Providers
Swival supports three providers: LM Studio (local), HuggingFace Inference API (hosted), and OpenRouter (multi-provider API). Under the hood, all LLM calls go through LiteLLM, which normalizes the API differences.
LM Studio
This is the default and requires no configuration beyond having LM Studio running with a model loaded.
Auto-discovery
Swival queries http://127.0.0.1:1234/api/v1/models at startup to find the
loaded model. It looks for the first entry with type: "llm" and a non-empty
loaded_instances array.

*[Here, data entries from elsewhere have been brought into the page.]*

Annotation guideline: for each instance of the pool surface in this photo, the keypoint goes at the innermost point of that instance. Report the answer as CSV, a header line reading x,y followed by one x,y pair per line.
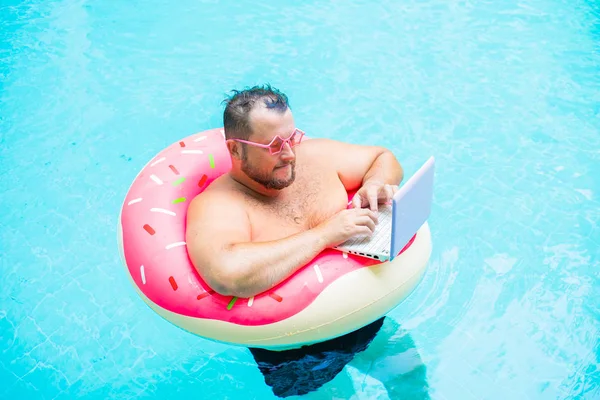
x,y
505,95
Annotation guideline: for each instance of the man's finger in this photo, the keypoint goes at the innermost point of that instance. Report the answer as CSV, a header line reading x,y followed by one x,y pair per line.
x,y
389,193
373,194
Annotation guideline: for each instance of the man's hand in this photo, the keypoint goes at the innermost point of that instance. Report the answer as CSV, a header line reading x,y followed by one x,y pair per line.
x,y
373,193
347,224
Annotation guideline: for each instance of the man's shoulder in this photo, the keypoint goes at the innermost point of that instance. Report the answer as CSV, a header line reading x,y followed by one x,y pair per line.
x,y
219,194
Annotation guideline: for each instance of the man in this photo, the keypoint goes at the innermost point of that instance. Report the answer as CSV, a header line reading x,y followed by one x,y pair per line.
x,y
282,203
284,200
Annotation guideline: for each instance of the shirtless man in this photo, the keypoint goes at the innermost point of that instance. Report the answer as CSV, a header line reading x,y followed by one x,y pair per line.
x,y
281,204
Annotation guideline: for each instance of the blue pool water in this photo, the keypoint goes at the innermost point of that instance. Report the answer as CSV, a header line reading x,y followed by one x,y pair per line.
x,y
505,95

The model identifier and context length are extracted
automatically.
If no model is loaded, Swival exits with an error telling you to load one.
Custom base URL
If LM Studio is running on a different host or port:
swival --base-url http://192.168.1.100:1234 "task"
Manual model selection
If auto-discovery doesn't find the right model (e.g., multiple models loaded), you can specify it:
swival --model "qwen3-coder-next" "task"
Context size configuration
You can request a specific context length, which may trigger LM Studio to reload the model:
swival --max-context-tokens 131072 "task"
Swival calls LM Studio's /api/v1/models/load endpoint with the new context
size. If the requested size matches what's already loaded, no reload happens.

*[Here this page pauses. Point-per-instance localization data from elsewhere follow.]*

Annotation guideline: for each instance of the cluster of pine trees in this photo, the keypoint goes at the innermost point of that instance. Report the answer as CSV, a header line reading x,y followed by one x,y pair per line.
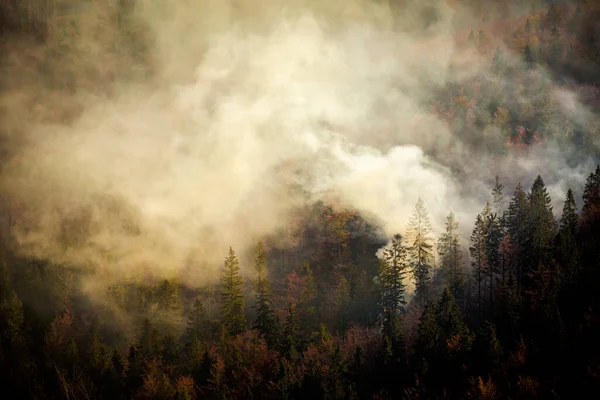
x,y
326,318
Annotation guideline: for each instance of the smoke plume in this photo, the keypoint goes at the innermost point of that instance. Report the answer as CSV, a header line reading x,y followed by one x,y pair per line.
x,y
243,112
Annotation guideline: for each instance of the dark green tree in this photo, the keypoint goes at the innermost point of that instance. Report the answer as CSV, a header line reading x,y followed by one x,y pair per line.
x,y
197,324
394,267
567,252
452,265
232,296
542,226
420,252
479,261
518,229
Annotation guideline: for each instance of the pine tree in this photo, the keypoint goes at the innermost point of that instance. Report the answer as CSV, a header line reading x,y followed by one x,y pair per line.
x,y
450,320
498,197
493,241
290,332
452,264
589,230
542,225
471,39
394,267
498,64
518,212
420,252
555,51
232,297
197,323
265,317
528,55
567,252
479,261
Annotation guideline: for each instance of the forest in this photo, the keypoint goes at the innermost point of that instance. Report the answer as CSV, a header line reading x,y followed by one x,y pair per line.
x,y
341,310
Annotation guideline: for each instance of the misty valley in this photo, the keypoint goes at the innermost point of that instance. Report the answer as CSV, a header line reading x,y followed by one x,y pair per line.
x,y
291,199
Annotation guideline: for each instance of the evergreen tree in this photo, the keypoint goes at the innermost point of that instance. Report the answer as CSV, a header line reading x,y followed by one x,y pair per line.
x,y
394,267
498,197
542,225
290,332
478,261
555,51
420,252
493,241
567,252
232,297
471,39
518,212
589,231
528,55
451,259
498,64
197,324
265,317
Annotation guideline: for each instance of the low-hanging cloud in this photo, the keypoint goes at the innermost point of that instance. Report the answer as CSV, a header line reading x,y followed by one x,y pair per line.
x,y
247,101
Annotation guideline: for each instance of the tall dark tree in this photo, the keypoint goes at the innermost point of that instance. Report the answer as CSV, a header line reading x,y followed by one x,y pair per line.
x,y
542,225
517,227
479,261
265,317
567,251
420,251
196,324
452,266
232,297
493,241
394,267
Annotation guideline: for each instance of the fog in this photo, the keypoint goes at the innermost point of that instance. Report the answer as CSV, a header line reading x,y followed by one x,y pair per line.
x,y
243,113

Reloads can be slow depending on the model and hardware.
How the LiteLLM call works
For LM Studio, Swival prefixes the model identifier with openai/ and sets
api_base to {base_url}/v1. The API key is set to "lm-studio" (LM Studio
doesn't require a real key). This tells LiteLLM to use the OpenAI-compatible
API format.
HuggingFace Inference API
For hosted inference without running a local model.
Basic usage
export HF_TOKEN=hf_your_token_here
swival --provider huggingface --model zai-org/GLM-5 "task"

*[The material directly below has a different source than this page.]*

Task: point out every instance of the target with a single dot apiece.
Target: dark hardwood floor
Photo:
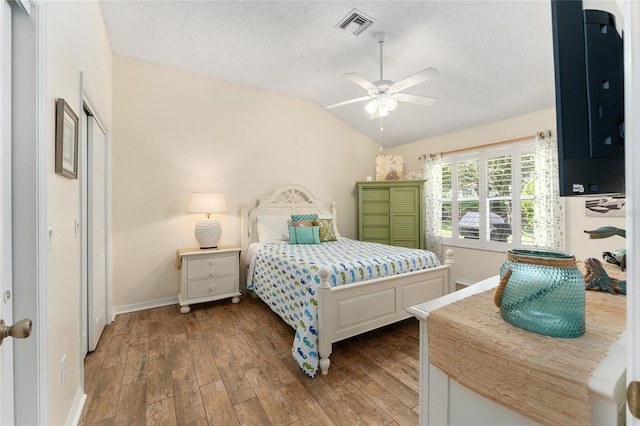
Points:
(226, 364)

The --model flag is required and must be in org/model format. Authentication
comes from HF_TOKEN in the environment or --api-key on the command line
(which takes precedence).
Serverless endpoints typically have a 32k token context limit, which can be restrictive for agentic workloads that accumulate tool calls and file contents over many turns. If you're hitting context limits, consider a dedicated endpoint instead.
Dedicated endpoints
For HuggingFace dedicated inference endpoints (private deployments):
swival --provider huggingface \
--model zai-org/GLM-5 \
--base-url https://xyz.endpoints.huggingface.cloud \
--api-key hf_your_key \
"task"
The --base-url points to your endpoint. The model identifier still needs to
match what's deployed there. Dedicated endpoints don't have the context size
limits of serverless -- you control the deployment, so the full model context
window is available.
How the LiteLLM call works
For HuggingFace, Swival prefixes the model with huggingface/ (stripping any
existing prefix first) and passes the API key directly. If --base-url is set,
it's passed as api_base to LiteLLM.
OpenRouter
For access to dozens of models from different providers (OpenAI, Anthropic, Meta, Google, and others) through a single API.
Basic usage
export OPENROUTER_API_KEY=sk_or_your_token_here
swival --provider openrouter --model openrouter/free "task"
The --model flag is required. Use the model identifier from OpenRouter's
catalog (e.g., openrouter/free, anthropic/claude-3-5-sonnet,
openrouter/free). Authentication comes from
OPENROUTER_API_KEY in the environment or --api-key on the command line
(which takes precedence).
Custom base URL
For custom OpenRouter-compatible endpoints:
swival --provider openrouter \
--model openrouter/free \
--base-url https://custom.openrouter.endpoint \
--api-key sk_or_key \
"task"
Context size
OpenRouter models vary widely in context size (8K to 200K+ tokens). Swival
defaults to whatever --max-context-tokens is set to; use it to match your
model's actual limit:
swival --provider openrouter --model openrouter/free \
--max-context-tokens 131072 "task"
How the LiteLLM call works
For OpenRouter, Swival prefixes the model with openrouter/ (stripping any
existing prefix first) and passes the API key directly. If --base-url is set,
it's passed as api_base to LiteLLM.
Future providers
Since Swival uses LiteLLM for the actual API call, adding new providers is
straightforward -- it's mostly a matter of building the right model string and
passing the right credentials. The provider-specific logic in call_llm() is
about 10 lines per provider.
OpenRouter already provides access to dozens of models from different providers through a single API, so it's a good option if you need flexibility without configuring multiple credentials.